Viste le perplessità del quartiere, raggiunta raggiunta dalla nostra redazione, la Di Martino tende a rassicurare gli abitanti delle Vallette: “L'ipotesi del trasferimento è stata oggetto di numerose interlocuzioni con tutti i soggetti interessati, ma sono sempre disponibile al dialogo. Vorrei rassicurare le famiglie e i cittadini che la proposta del comune garantisce spazi adeguati e abbondanti per aule e laboratori e una situazione ottimale a tutte le scuole interessate.Non solo, ma costituisce una preziosa opportunità per il quartiere di fruire dei servizi del Cpia per i giovani e adulti dai 16 anni in poi che potranno acquisire titoli di studio e certificazioni di competenze spendibili nel mondo del lavoro”.

L’assimilazione dell’accorpamento passerà molto dagli insegnati.
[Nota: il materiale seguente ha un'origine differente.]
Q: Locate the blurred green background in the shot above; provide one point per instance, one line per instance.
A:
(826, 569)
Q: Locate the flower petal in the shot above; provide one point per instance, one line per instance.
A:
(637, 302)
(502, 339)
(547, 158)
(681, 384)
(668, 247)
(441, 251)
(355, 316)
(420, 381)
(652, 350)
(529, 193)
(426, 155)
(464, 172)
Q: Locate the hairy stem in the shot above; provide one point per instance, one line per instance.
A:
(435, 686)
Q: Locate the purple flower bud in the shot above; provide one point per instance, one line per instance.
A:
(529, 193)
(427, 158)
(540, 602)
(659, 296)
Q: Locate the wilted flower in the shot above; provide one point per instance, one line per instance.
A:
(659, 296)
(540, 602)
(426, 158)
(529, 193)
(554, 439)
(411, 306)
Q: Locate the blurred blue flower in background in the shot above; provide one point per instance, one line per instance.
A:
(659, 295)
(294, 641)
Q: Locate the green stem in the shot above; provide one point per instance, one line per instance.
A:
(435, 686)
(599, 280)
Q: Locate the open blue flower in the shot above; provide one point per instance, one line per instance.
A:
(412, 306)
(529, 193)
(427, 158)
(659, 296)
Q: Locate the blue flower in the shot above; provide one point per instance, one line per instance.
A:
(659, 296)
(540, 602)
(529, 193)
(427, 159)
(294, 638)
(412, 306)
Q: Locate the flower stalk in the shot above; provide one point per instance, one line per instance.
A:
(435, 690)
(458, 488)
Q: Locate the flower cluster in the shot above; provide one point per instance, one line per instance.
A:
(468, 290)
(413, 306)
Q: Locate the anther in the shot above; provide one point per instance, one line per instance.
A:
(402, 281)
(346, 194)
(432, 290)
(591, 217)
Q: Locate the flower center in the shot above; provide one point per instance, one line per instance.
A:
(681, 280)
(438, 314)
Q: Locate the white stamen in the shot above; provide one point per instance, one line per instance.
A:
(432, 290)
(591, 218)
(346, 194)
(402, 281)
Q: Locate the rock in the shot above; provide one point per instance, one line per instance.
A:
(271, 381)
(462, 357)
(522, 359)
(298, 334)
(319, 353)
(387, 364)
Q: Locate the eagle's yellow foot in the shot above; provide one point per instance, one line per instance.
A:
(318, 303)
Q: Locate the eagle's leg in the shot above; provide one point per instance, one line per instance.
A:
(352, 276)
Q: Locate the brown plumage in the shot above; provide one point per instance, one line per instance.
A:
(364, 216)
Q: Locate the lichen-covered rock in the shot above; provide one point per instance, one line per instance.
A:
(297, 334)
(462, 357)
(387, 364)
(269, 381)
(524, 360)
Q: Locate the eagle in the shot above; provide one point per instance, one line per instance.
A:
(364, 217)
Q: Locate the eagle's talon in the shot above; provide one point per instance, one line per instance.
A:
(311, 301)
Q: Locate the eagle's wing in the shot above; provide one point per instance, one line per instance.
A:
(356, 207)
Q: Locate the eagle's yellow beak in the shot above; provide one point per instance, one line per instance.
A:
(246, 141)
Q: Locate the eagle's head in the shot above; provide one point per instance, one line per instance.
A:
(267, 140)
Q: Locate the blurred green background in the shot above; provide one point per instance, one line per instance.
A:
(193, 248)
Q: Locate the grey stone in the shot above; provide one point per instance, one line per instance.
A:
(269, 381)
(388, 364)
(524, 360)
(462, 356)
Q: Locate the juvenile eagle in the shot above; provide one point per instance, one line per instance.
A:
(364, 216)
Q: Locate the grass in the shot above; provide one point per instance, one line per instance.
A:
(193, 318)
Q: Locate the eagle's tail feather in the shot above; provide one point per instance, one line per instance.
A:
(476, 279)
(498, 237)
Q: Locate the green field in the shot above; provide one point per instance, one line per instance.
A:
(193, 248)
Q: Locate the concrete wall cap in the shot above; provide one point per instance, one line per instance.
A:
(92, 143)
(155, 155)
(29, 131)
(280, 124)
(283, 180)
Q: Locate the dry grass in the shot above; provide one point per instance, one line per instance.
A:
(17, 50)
A loro l’assessore ha voluto rivolgere un messaggio: “Spero che il corpo docente dell'istituto comprensivo Turoldo e del Cpia, quale parte fondamentale della comunità educante, possa contribuire a promuovere nel quartiere il valore del diritto allo studio, che la città per legge ma anche per vocazione deve garantire a tutti gli studenti, di qualunque età considerando che oggi ai cittadini deve essere assicurato l'apprendimento permanente cioè per tutto il corso della vita, perchè l'istruzione è il motore di ogni sviluppo”.

Chi chiede di dialogare maggiormente con il quartiere, con chi vive il territorio e ne conosce le specificità è Deborah Montalbano, consigliera di Dema: “La Gianelli è un presidio per le Vallette, vista anche la vicinanza con la scuola materna. Attenzione a inserire più di 800 persone in questo contesto, in un quartiere che non le conosce”.

Lunedì intanto è previsto un presidio di protesta sotto Palazzo Civico: insegnati e genitori della Gianelli e della Turoldo proveranno a far cambiare idea all’amministrazione.